Fresh tomatoes are a pure summer delight. The flavor is sweet, the texture firm, and the colors stunning. Though early and late season varieties have been bred to extend the season for tomatoes - I particularly like the ambition of the variety named "Fourth of July" - tomato season in northern New England is a boom time of just one month. (Unless it's a late blight year, like 2009, where tomato season was a complete bust - but that's another story.)
While my first thought of tomatoes evokes Italy, tomatoes are actually native to South America and were cultivated in South and Central America as food crops. European explorers sent the tomato and its Solanaceae family cousins (potatoes, peppers and the important cash crop of tobacco) back across the Atlantic. The Italians and the Spanish embraced the tomato as their own, and in an interesting quirk of history, Americans did not start eating tomatoes until they became popular in Europe. (For more on this,
check out this History Channel snippet - click on the picture of the tomato.)
It's the tenth of September now, and just this past two weeks, "all the lights are turning green to red." Unlike
the David Grey song, tomatoes turning green to red means that you've got to kick it into high gear. While canning, freezing and drying tomatoes is an excellent way to handle your summer tomato harvest, you've just got to eat a lot of fresh tomatoes while they are at their most summery flavorful ripeness. Especially if you've stopped eating the bland, mealy supermarket tomatoes for the other 11 months of the year, it's practically mandatory to get in while the getting's good.

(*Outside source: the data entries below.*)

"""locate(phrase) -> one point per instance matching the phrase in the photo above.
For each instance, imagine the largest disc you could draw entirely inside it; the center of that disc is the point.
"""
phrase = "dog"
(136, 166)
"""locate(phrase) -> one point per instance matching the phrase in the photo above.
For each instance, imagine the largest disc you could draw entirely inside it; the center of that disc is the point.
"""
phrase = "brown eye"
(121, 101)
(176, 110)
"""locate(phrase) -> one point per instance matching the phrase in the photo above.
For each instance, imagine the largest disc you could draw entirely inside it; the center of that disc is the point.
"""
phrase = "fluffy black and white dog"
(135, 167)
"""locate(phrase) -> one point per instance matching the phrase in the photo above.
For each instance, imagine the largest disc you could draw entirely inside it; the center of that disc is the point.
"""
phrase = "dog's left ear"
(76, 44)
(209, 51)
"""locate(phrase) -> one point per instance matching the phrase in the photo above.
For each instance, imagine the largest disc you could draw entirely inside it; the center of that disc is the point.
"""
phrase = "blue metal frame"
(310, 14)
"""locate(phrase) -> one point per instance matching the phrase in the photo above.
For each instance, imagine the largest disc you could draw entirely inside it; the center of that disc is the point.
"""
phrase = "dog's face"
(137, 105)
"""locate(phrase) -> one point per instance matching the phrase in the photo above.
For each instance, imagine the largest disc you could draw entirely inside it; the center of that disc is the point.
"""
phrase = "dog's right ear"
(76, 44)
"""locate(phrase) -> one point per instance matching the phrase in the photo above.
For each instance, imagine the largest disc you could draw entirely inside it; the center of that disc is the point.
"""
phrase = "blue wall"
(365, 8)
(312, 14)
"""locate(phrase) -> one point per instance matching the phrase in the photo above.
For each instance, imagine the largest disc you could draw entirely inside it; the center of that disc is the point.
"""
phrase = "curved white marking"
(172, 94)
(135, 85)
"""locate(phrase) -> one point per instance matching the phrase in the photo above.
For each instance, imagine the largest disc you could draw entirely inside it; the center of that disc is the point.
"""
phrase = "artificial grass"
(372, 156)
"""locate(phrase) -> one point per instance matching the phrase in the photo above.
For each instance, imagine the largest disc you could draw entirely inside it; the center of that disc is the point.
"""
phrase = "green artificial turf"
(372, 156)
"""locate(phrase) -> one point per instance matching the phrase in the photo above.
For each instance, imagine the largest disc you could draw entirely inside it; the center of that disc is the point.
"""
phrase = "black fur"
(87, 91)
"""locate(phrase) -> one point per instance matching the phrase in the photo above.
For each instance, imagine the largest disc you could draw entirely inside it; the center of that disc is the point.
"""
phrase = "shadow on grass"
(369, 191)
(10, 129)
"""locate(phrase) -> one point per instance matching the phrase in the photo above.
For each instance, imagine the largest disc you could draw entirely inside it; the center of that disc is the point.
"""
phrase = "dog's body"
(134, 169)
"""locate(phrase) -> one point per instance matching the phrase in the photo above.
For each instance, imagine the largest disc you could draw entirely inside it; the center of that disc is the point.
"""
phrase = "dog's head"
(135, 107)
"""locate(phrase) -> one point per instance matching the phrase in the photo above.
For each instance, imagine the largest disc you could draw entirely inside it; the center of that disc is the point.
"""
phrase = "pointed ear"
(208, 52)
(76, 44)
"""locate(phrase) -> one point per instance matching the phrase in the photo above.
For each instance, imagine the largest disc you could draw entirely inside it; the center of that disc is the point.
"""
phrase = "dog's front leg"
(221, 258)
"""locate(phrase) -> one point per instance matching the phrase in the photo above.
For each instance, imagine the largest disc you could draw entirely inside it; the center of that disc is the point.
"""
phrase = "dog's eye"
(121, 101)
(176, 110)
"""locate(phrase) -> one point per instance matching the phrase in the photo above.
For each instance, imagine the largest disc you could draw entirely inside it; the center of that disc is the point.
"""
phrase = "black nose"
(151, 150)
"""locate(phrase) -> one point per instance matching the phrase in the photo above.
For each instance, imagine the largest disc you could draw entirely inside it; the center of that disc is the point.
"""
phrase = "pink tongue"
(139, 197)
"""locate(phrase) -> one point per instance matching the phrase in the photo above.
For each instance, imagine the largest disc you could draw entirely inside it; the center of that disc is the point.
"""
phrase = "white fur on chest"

Right now, the getting is really good - and what's even better, you don't even have to work hard to appreciate the flavor and beauty of fresh tomatoes. I'd like to share 9 simple dishes featuring fresh tomatoes during this "what? more tomatoes?" end-of-summer time. I'm loathe to call these recipes, as there is so little work involved and there are no measurements - and the first doesn't even require a plate.
1) Eat cherry tomatoes by the handful, or eat a ripe heirloom tomato like an apple.You may want to eat the full-sized tomato outside because the seeds have a tendency to go everywhere.
2) Sliced tomatoes with a sprinkling of sugar. Sounds weird, but this was a favorite in my family growing up, and reinforces that tomatoes are indeed fruits, not vegetables.
3) Caprese salad - sliced tomatoes, sliced fresh mozzarella, and basil leaves. We typically dress this with some ground pepper, balsamic vinegar and olive oil over the top.
4) Halved cherry tomatoes mixed with creamy goat cheese and fresh herbs.
5) Oven-roasted plum, grape or cherry tomatoes. Slice in half, toss with olive oil, and put in the oven at 350 until the fragrance from the oven overpowers you (between 30 and 45 minutes, depending on the size of your tomatoes). This is excellent to put on top of a piece of meat.
6) Tomato-cucumber-feta salad. Sliced tomatoes and cucumbers with chunks of feta tossed with a little oil and vinegar.
7) Tomatoes with yogurt-dill sauce. Sliced tomatoes or whole cherry tomatoes served next to a dollop of Greek yogurt with fresh or dried dill, garlic powder and onion powder.
8) BLTs! This is the best use of those monster heirloom Brandywines or Cherokees where a single tomato slice will cover the whole piece of bread. This sandwich is so good that we actually made a special trip to buy Boston lettuce so that we could eat BLTs on the front steps on Saturday night.
9) Pa amb tomaquet - I think we are all familiar with Italian cuisine involving tomatoes, but how about a Spanish dish? Barcelona is a beautiful city with its own wonderful Catalan language, and a fabulous, dead easy dish called bread with tomato (pa amb tomaquet). Slice up a baguette or other crusty bread and toast it or grill it. Rub it with a clove of garlic - you want to get chunks of garlic into the holes of the bread. Rub it with a half of a tomato, scraping the tomato flesh into the bread until you have only the skin left. Brush or drizzle some olive oil and sprinkle with salt.
What's your favorite way to prepare fresh summer tomatoes?